Similarly, the Bank of Canada's focus is squarely on inflation, though it still has a heart. Canada's central bank says its objective is to "enhance the well-being of Canadians by contributing to sustained economic growth, rising levels of employment and improved living standards," and it strongly believes that the best way to do this is by "giving Canadian households and businesses confidence in the value of their money." So its inflation target, by agreement with the government, is an annual rate of 2 per cent.
Having said that, the Bank of Canada Act says this: "Whereas it is desirable to establish a central bank in Canada to regulate credit and currency in the best interests of the economic life of the nation, to control and protect the external value of the national monetary unit and to mitigate by its influence fluctuations in the general level of production, trade, prices and employment, so far as may be possible within the scope of monetary action, and generally to promote the economic and financial welfare of Canada …"

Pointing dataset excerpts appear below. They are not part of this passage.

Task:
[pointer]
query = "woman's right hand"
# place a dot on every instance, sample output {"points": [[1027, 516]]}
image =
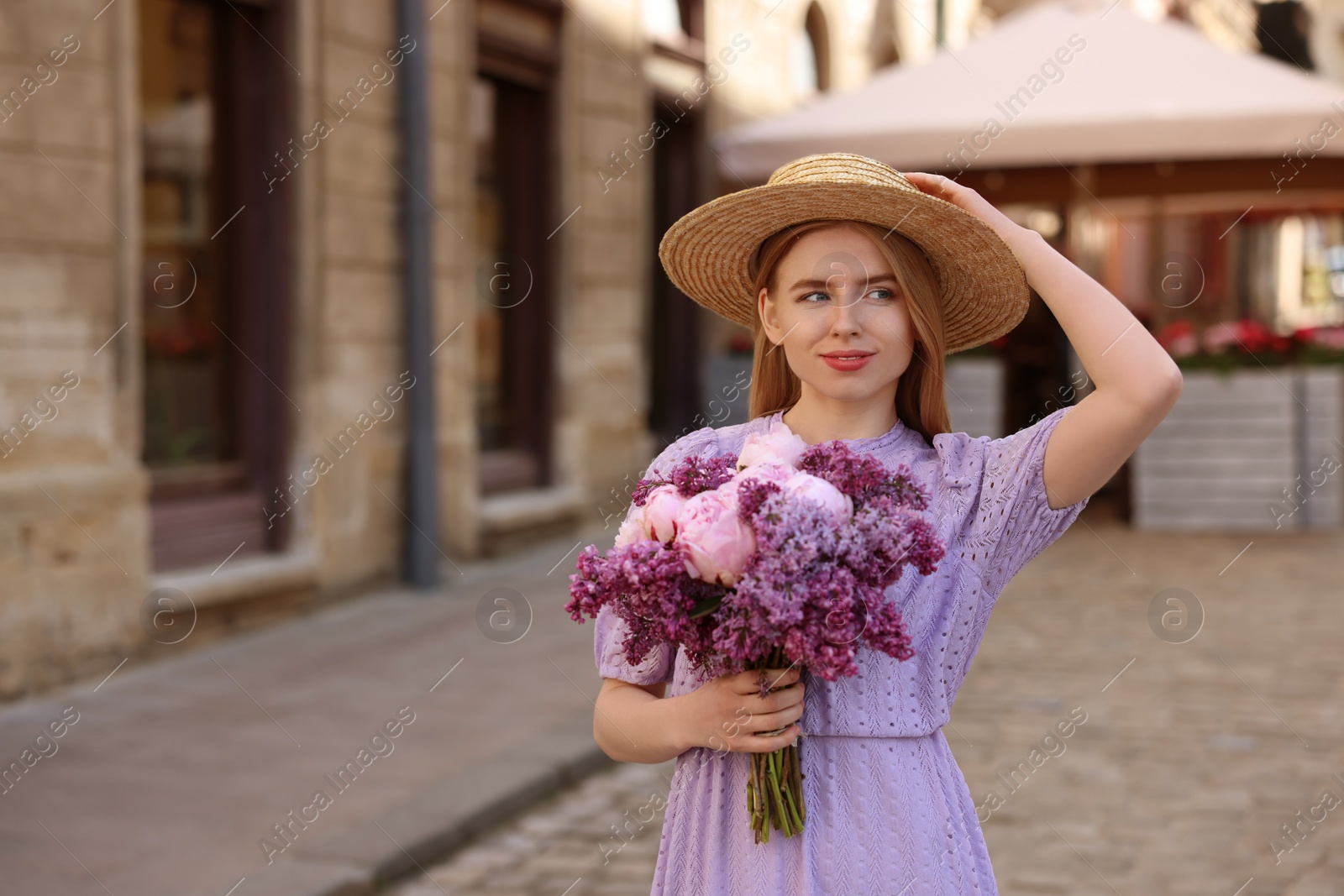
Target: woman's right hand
{"points": [[725, 714]]}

Indeed, Bank of Canada chief Mark Carney has said that he plays a role in such general economic well-being, and there's no suggestion that Mr. Carney, one of the best governors Canada has had, isn't keeping his eye on the jobless rate.
The suggestion is that in the wrong hands, a single mandate can be a dangerous tool. Witness the European Central Bank or, for that matter, the Bank of Canada in 1990, when there were no inflation targets but it was nonetheless bent on zero inflation, so much so that it drove the bank rate, then the benchmark, above 14 per cent, and, in turn, the jobless rate to about 12 per cent.